LB – Os especialistas em políticas culturais sempre abordam uma questão que é a transversalidade. E a sua experiência pessoal mostra o quanto é possível fazer isso, por exemplo, diminuindo as fronteiras entre cultura e saúde para citar uma delas. Vejo no seu trabalho uma atividade de educação muito forte…
WN – Ele faz interface com todas essas áreas…
LB – Meu desafio aqui é buscar alternativas em políticas públicas pra lidar com a complexidade da cultura. Na sua realidade, como você enxergaria essa questão da transversalidade das políticas de cultura?
WN – Eu gosto muito dessa pergunta, porque eu acabei de viver essa experiência. Nessa minha ida a Buenos Aires. Como empreendedores sociais, tivemos o desafio de pensar em como podemos trabalhar juntos numa integração na América Latina de modo a introduzir ações globais mais impactantes. Foram escolhidos cinco eixos de atuação, e dentre eles, a diversidade era exatamente o transversal. Porque gênero, raça, todos os itens que fazem parte do que chamamos hoje de diversidade, tudo isso está dentro de diversidade. Todos falaram, “bom, isso é condição sinequanon de qualquer um dos eixos estratégicos”, mas o que acontece é que o conhecimento dessa diversidade é tão intelectual e cerebral que o pessoal que trabalha com a diversidade resolveu formar um sexto grupo, sexto eixo, trazendo para todos a visão da sua realidade que fez todos pararem e pensarem. Ficou claro que esse grupo sabe que nasceu com o objetivo de morrer logo, se ele fizer um bom trabalho. Quando falamos em cultura e transversalidade, o que eu faço hoje, para mim é tão fato consumado, e eu sei tanto disso, que me parece ser uma solução lógica a transversalidade. Mas a grande maioria não tem idéia do que eu estou vivendo. Tem um conhecimento completamente intelectual. Eles não têm noção da dimensão e do impacto. Nós, empreendedores sociais, vimos que não há como atuarmos em áreas, porque uma vai complementando a outra, e juntas, a gente vê a integralidade do trabalho dos empreendedores sociais. A gente via questões básicas. De que adianta você fazer um trabalho maravilhoso com uma população de jovens, numa região pobre, quando o trabalho feito detona o meio ambiente local porque há uma fábrica que vai fazer um produto, etc. Ficar parado nos nossos feudos só causa o bloqueio da nossa visão, e a limitação do campo de visão. Não se olha para o lado, a gente tenta fazer o máximo e pode estar fazendo o máximo de um lado, porém detonando de outro. É muito mais confortável ser dono de feudo.
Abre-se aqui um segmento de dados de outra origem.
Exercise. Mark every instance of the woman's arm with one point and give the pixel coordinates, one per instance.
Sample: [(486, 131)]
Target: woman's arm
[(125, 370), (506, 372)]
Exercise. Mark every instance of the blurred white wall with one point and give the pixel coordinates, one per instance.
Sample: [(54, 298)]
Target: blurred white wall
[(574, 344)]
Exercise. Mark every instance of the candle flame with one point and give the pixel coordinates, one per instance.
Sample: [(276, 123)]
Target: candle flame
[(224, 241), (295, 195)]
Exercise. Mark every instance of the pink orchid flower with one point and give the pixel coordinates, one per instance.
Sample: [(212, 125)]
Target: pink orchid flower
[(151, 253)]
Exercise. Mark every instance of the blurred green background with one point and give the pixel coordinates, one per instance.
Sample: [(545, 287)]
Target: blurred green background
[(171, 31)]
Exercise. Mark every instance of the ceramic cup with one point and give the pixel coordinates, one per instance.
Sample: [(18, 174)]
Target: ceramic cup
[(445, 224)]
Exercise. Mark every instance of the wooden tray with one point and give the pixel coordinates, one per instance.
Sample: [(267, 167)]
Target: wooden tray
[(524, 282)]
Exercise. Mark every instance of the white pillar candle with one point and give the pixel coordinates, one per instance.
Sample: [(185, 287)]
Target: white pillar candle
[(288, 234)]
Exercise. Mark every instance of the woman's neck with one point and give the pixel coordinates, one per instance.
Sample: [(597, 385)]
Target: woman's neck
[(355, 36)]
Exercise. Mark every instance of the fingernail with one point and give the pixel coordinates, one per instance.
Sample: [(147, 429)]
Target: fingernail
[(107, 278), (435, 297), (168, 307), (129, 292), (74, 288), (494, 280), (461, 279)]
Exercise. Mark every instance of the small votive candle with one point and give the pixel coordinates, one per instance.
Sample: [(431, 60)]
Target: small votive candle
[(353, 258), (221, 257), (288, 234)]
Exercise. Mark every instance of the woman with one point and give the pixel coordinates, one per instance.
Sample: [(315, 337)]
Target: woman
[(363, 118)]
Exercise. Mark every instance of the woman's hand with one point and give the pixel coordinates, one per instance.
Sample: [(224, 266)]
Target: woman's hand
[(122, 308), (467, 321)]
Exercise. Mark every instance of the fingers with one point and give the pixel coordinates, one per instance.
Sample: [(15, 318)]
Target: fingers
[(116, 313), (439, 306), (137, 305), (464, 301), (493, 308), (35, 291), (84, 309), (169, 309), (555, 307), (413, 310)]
Não desfeudalizar, abrir, entregar- se para a complexidade significa não saber, não ter resposta, ter que assumir: eu não sei lidar com isso porque não sabemos, não fomos educados pra isso, fomos educados para sermos feudais, separatistas, cuidar do nosso, ao invés de trabalhar de maneira plural e unificada. Isso é muito novo. É uma mudança de cultura.
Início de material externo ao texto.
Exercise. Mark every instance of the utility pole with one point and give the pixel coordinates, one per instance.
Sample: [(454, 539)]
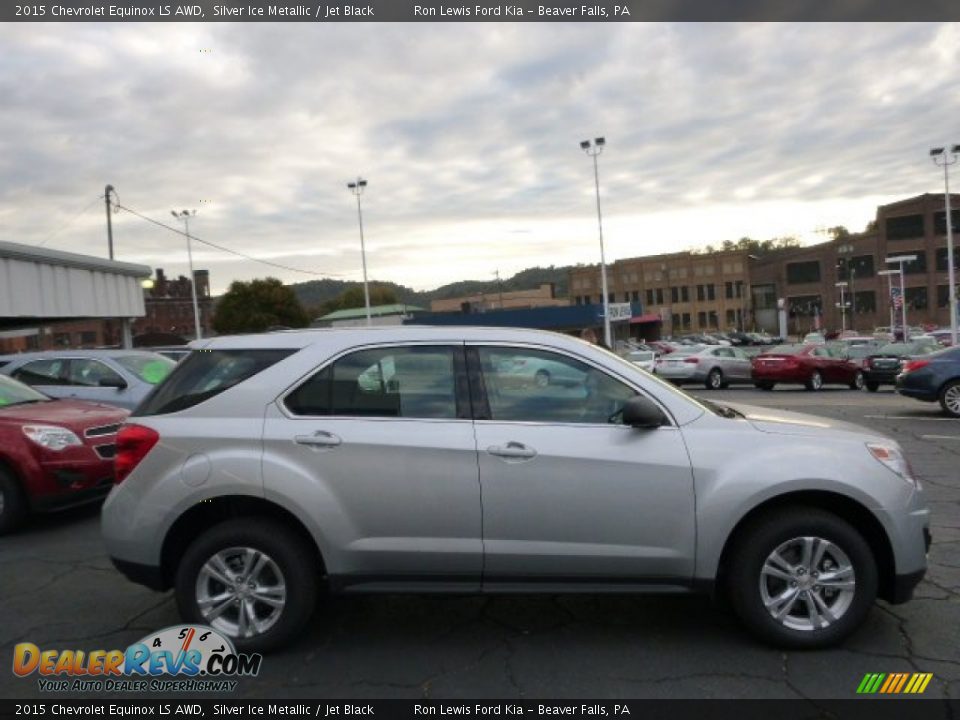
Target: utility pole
[(106, 197)]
LB – Em se falando de feudos, você automaticamente está inserido, em termos de políticas públicas, dentro de um feudo, ou perpassado por vários? No campo da cultura existe o feudo das artes cênicas, existe uma visão setorial, a eterna crise das artes cênicas brasileiras… Recentemente o Paulo Autran foi fazer uma reclamação ao Ministro, exigindo cuidados quanto a esse setor, etc. Você acha que a saída do teatro é se fortalecer como área , como atividade, as políticas culturais nesse setor ainda são necessárias?
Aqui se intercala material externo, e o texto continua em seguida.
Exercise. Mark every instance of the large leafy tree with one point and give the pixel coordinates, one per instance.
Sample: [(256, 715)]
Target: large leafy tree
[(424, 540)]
WN – Eu não gosto de feudo, de gueto, de classe. O que a profissão de palhaço mais me ensinou… eu já me apresentei em circo, em teatro, eu já fiz cinema, televisão. Eu penso que transitar é o maior bem que um artista pode ter e criar para seu desenvolvimento. E quanto às produções teatrais, é muito importante a gente ter todas as escalas, ter da Broadway ao mais experimental possível. Precisa se criar oportunidade para os autores, atores, os diretores se desenvolverem. Hoje você tem que correr riscos cênicos e artísticos com um mínimo de risco financeiro. O grande barato é você ter as várias escalas de produção. Eu tive a experiência de trabalhar com muitas companhias nos EUA que são dedicadas ao trabalho inédito, de fazer o que ainda não havia sido feito. Eu me liguei a essas companhias, que fomentam leituras de novos autores, produções em pequeníssima escala, que ficam em cartaz apenas um mês, porém havendo seis, oito produções por ano. Elas têm um público incrível, que compra ingressos com antecedência, e que faz questão de acompanhar o desenvolvimento de um artista, pra daí você ver aquele espetáculo que começou naquele teatrinho experimental chegar na ribalta do Teatro Cultura Artística para 1200 pessoas. É uma trajetória linda.
LB – O poder público em cima disso? Ajuda ou atrapalha?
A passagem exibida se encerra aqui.